Die Zeit des Krans ist abgelaufen, das verrät ein Blick auf seine rostzerfressene Hülle; das elektronische Innenleben wurde ihm längst schon rausoperiert. Resultat? Ein Kraftprotz, ders nicht mehr bringt. Noch ein paar Monate im Rampenlicht, dann ergeht es ihm nicht besser als irgendwann jedem von uns. Memento mori!, ächzt das Stahlgerippe – und wird gleich noch einmal doppeldeutig: Über der Limmat baumelt der schwere Transporthaken am Drahtseil wie der Strick vom Galgen; folgt das Auge aber dem Ausleger, blickt man direkt ins Blau des Himmels.

Beim Kran – da geht es um Vergänglichkeit. Aber auch um Grösse, Kraft, Potenz, Leistung. Und von da aus weiter zu Standhaftigkeit, Wahrhaftigkeit, Ehrlichkeit und wahrer Schönheit. Es geht um die Fallstricke der Leistungsgesellschaft, die Frage nach der Notwendigkeit, sich anzupassen, und um den Mut herauszustechen. Es geht ums Anderssein, Fremdsein und, umgekehrt, um das Vermögen, mit Fremdem umzugehen. Denn letztlich ist Kunst vor allem auch eines: ein Spiegel. Weshalb die Meinung zum Kunstwerk mehr über den aussagt, der sie äussert, als über das Werk an sich.
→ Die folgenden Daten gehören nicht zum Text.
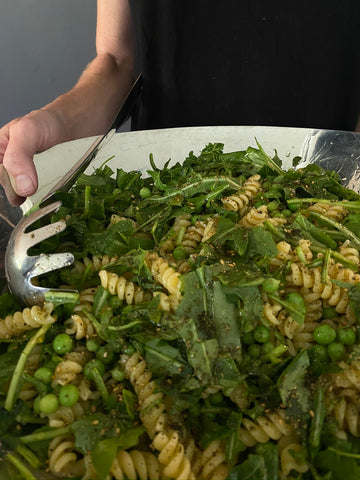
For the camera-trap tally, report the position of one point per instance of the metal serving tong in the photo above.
(20, 267)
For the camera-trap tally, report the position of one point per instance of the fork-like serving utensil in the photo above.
(21, 268)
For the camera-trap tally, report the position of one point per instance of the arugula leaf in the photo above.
(294, 304)
(162, 358)
(263, 465)
(261, 243)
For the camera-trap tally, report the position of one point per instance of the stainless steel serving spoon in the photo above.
(21, 268)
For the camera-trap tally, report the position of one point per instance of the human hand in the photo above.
(20, 139)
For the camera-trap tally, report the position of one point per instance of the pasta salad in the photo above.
(208, 328)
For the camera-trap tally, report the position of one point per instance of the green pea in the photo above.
(261, 334)
(271, 206)
(36, 404)
(118, 374)
(329, 312)
(254, 350)
(294, 206)
(68, 395)
(90, 365)
(62, 343)
(271, 285)
(92, 344)
(43, 374)
(320, 352)
(180, 253)
(324, 334)
(12, 347)
(267, 347)
(145, 192)
(104, 354)
(115, 302)
(49, 403)
(286, 213)
(336, 351)
(347, 336)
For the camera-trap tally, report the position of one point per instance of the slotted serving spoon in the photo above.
(21, 268)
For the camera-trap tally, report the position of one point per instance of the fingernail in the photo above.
(24, 185)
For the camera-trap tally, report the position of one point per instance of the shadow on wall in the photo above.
(48, 44)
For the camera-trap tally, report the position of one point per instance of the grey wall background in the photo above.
(44, 47)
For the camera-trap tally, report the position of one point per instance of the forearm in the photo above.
(91, 105)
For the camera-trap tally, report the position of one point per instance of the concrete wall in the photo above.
(44, 47)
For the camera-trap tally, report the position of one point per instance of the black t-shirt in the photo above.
(254, 62)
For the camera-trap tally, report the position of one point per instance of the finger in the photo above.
(18, 157)
(14, 199)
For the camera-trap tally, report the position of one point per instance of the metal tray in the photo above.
(333, 150)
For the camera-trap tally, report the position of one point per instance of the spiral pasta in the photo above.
(151, 404)
(335, 212)
(164, 274)
(29, 318)
(153, 416)
(123, 288)
(63, 461)
(135, 465)
(172, 456)
(167, 303)
(301, 275)
(254, 217)
(81, 326)
(271, 425)
(242, 197)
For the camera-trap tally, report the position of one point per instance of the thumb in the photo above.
(23, 141)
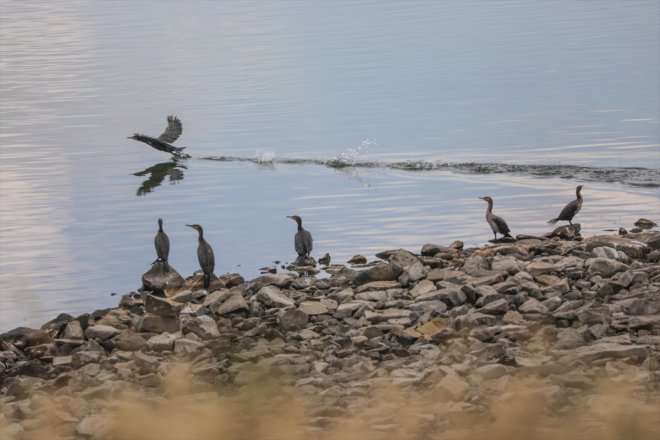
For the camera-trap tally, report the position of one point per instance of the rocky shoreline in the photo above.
(545, 337)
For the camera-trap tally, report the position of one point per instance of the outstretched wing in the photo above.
(173, 130)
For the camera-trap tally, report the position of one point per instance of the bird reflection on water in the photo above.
(157, 174)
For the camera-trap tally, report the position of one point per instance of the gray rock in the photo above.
(313, 308)
(273, 297)
(507, 264)
(278, 280)
(96, 427)
(203, 326)
(186, 347)
(533, 305)
(158, 324)
(292, 320)
(492, 371)
(129, 341)
(73, 330)
(146, 363)
(163, 342)
(606, 350)
(372, 295)
(497, 307)
(233, 303)
(83, 357)
(537, 267)
(102, 332)
(415, 272)
(605, 266)
(474, 264)
(386, 315)
(569, 338)
(379, 272)
(424, 286)
(161, 306)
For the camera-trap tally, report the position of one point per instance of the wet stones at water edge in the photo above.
(556, 311)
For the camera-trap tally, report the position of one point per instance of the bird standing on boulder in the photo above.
(303, 239)
(497, 224)
(204, 255)
(162, 244)
(165, 140)
(571, 209)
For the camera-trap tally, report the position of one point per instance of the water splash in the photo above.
(353, 156)
(264, 156)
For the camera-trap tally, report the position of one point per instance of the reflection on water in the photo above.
(157, 173)
(518, 101)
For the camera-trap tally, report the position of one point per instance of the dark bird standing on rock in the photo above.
(571, 209)
(165, 140)
(497, 224)
(303, 239)
(204, 255)
(162, 244)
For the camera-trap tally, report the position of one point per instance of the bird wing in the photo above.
(501, 225)
(173, 130)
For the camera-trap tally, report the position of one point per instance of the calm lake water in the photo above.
(380, 123)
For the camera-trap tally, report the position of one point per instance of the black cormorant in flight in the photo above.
(165, 140)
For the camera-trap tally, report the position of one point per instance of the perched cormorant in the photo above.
(571, 209)
(497, 224)
(162, 244)
(204, 255)
(303, 239)
(164, 141)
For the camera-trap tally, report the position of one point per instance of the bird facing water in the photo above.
(204, 255)
(162, 244)
(497, 224)
(571, 209)
(302, 240)
(165, 140)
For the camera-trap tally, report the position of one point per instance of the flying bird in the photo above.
(497, 224)
(165, 140)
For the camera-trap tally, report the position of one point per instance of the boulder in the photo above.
(605, 266)
(379, 272)
(292, 320)
(271, 296)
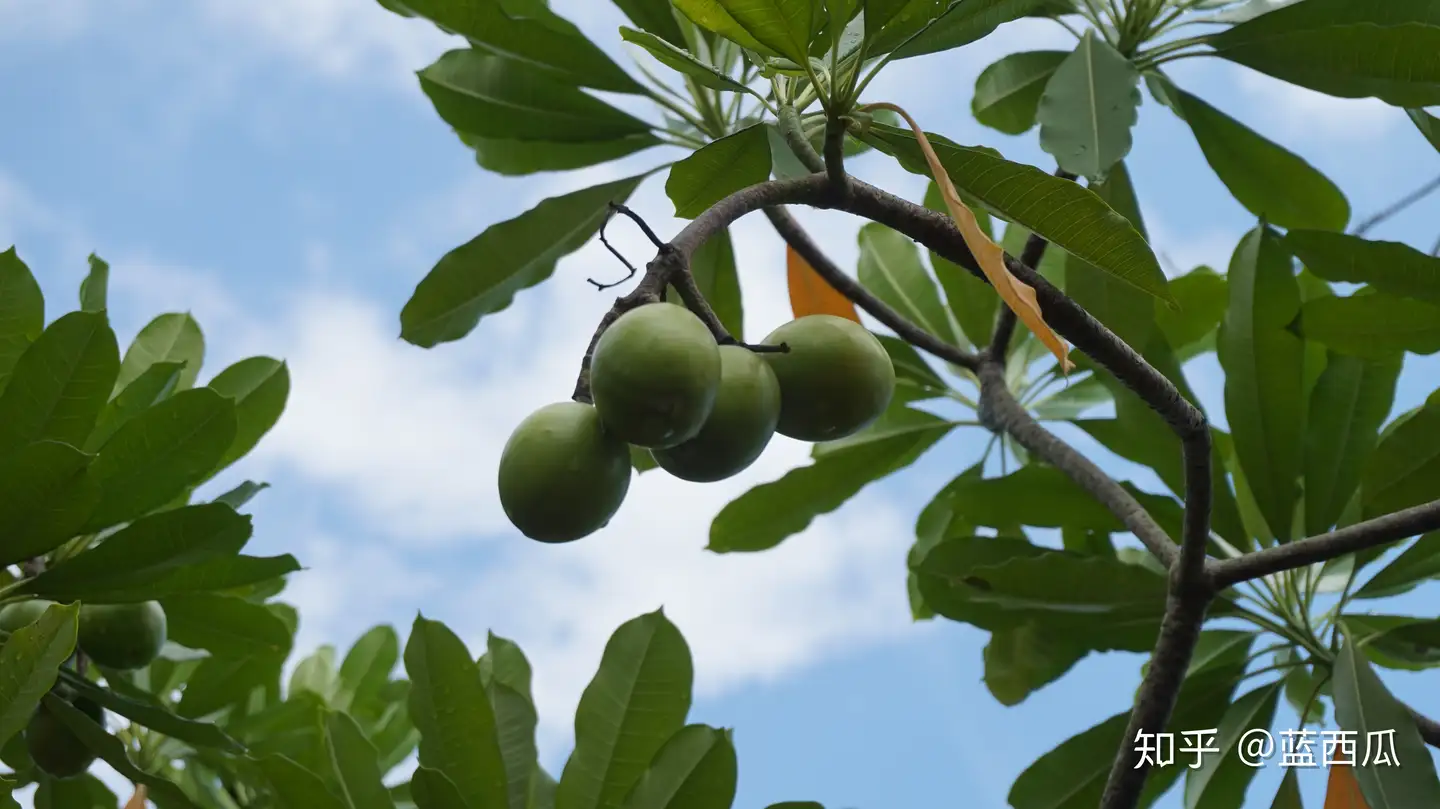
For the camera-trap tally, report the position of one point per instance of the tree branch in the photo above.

Und wer sich selbst im Kunstwerk – im Kran! – nicht erkennt, der hat nicht gut genug hingesehen.

Übrigens: Kaum stand der Eiffelturm, da schrieb ein Journalist: «Wie viele andere habe ich geglaubt, der Eiffelturm sei ein Wahnsinn. Aber es ist ein grossartiger, stolzer Wahnsinn! Gewiss, diese ungeheure Masse erdrückt. Aber was wollt ihr? Er spricht die Fantasie an, ist etwas Unerwartetes, etwas Fantastisches, das unserer Kleinheit guttut.» Statt ihn, wie geplant, nach 20 Jahren abzureissen, liess man den Eiffelturm, wo er war. Wo er nicht hinpasste, aber hingehörte. In diesem Sinn: Lassen wir den Kran stehen! Der Kran haut uns aufs Auge, packt uns beim Intellekt und trainiert unsere ästhetische Muskulatur.